69    Had the primary judge addressed the question raised by the appellant as to the land fully, then there is little doubt that he would have found that there was no jurisdictional error on the part of the Tribunal in dismissing the appellant's claims. A dismissal was inevitable on the basis that there was no evidence that the claims based on alleged lack of land and an inability to work would comprise a recognised basis for complementary protection under s 36(2)(aa) of the Act (as alleged by the appellant).

70    I have accepted there is no appealable error with respect to the first aspect of ground 1 of this appeal, that is, the primary judge's consideration of the Tribunal's rejection of the appellant's claim to fear persecution based on political opinion or links to Falun Gong.

71    I accept that the primary judge's reasons as to the second aspect of ground 1 of this appeal are deficient. However, it is futile to remit this matter for further consideration by the Federal Circuit Court when the information that the appellant relies upon as founding his protection claim is before this Court and where, because of the definition of s 36(2A), there is no risk of merits review. Even if the Tribunal had accepted that the land formerly farmed by the appellant's family had been seized or was no longer accessible to the appellant, nothing in the appellant's evidence could properly be said to approach or meet the s 36(2A) definition of significant harm. Further, the appellant had found work in Australia. The Tribunal's rejection of his claim that he would be unable to work at all if he were returned to China had a basis in the appellant's own evidence. Therefore, in my view the Tribunal's ultimate decision was correct and no material error is disclosed. I accept the Minister's submission in this regard (see [41] of these reasons).

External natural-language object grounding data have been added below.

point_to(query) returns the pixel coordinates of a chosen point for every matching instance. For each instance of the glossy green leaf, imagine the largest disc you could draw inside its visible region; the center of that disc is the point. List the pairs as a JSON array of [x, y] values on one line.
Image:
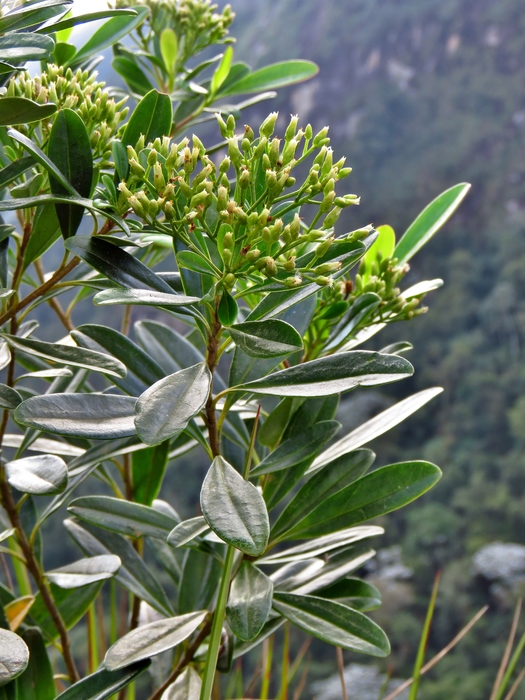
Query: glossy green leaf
[[68, 355], [20, 110], [148, 468], [333, 623], [271, 338], [273, 76], [298, 448], [431, 219], [14, 656], [85, 571], [96, 416], [152, 639], [69, 149], [108, 34], [234, 509], [103, 684], [152, 117], [133, 574], [40, 475], [25, 46], [249, 602], [142, 297], [37, 681], [124, 517], [200, 579], [163, 410], [332, 375], [116, 264], [9, 398], [380, 492], [375, 427]]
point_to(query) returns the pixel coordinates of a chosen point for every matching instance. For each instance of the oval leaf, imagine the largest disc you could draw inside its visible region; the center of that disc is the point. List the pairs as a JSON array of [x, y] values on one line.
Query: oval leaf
[[163, 410], [234, 509], [40, 475], [152, 639], [272, 338]]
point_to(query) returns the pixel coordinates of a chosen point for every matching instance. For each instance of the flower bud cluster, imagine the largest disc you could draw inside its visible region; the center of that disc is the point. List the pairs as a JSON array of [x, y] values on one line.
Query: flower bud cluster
[[79, 91]]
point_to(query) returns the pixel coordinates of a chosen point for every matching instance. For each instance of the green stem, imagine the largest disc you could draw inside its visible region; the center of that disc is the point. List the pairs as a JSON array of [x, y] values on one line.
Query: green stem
[[216, 630]]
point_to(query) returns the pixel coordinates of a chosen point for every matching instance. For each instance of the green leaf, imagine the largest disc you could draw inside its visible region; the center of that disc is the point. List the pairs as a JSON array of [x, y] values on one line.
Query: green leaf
[[9, 398], [108, 34], [333, 623], [14, 656], [96, 416], [298, 448], [133, 574], [40, 475], [25, 46], [20, 110], [124, 517], [375, 427], [249, 602], [142, 297], [152, 117], [103, 684], [163, 410], [334, 476], [68, 355], [271, 338], [430, 221], [152, 639], [273, 76], [200, 579], [234, 509], [222, 71], [85, 571], [36, 682], [69, 149], [332, 375], [380, 492], [169, 49], [148, 468]]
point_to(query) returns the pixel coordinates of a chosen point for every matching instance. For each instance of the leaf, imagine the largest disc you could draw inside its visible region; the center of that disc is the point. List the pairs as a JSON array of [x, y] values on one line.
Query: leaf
[[152, 639], [332, 375], [271, 338], [333, 623], [39, 475], [234, 509], [68, 355], [85, 571], [116, 264], [20, 110], [375, 427], [272, 77], [249, 602], [163, 410], [431, 219], [133, 574], [186, 687], [298, 448], [97, 416], [103, 684], [108, 34], [152, 117], [124, 517], [36, 682], [142, 297], [380, 492], [14, 656], [25, 46], [9, 398]]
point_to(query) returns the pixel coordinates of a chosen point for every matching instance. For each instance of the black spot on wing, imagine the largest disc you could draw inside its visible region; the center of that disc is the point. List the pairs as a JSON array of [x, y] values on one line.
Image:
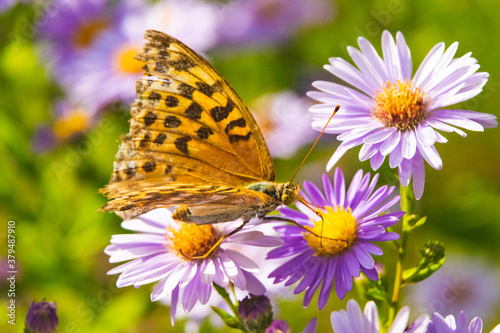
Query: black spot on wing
[[186, 90], [172, 122], [149, 166], [193, 111], [181, 144], [235, 138], [205, 88], [150, 118], [154, 95], [145, 140], [171, 101], [240, 122], [130, 172], [220, 113], [204, 132], [182, 63]]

72    It follows that ground 1 of the appeal is dismissed.

Ground 2

73    This ground was not pleaded in the Court below, and consequently leave is required to rely on it. The Minister opposed leave on the basis that the complaint is misconceived, as there was no evidence before the Court to support the assertion that the appellant's Department file contained a certificate issued under s 438 of the Act. The appellant was unable to explain why the ground appeared in his notice of appeal, except to say that he received some assistance from a migration agent. He was unable to explain how it could be relied upon. On my review of all the papers in the Court book, the Minister's position is correct and must be accepted. Accordingly, ground 2 must be dismissed.

Conclusion

74    It follows that the appeal is dismissed.

I certify that the preceding seventy-four (74) numbered paragraphs are a true copy of the Reasons for Judgment herein of the Honourable Justice Banks-Smith.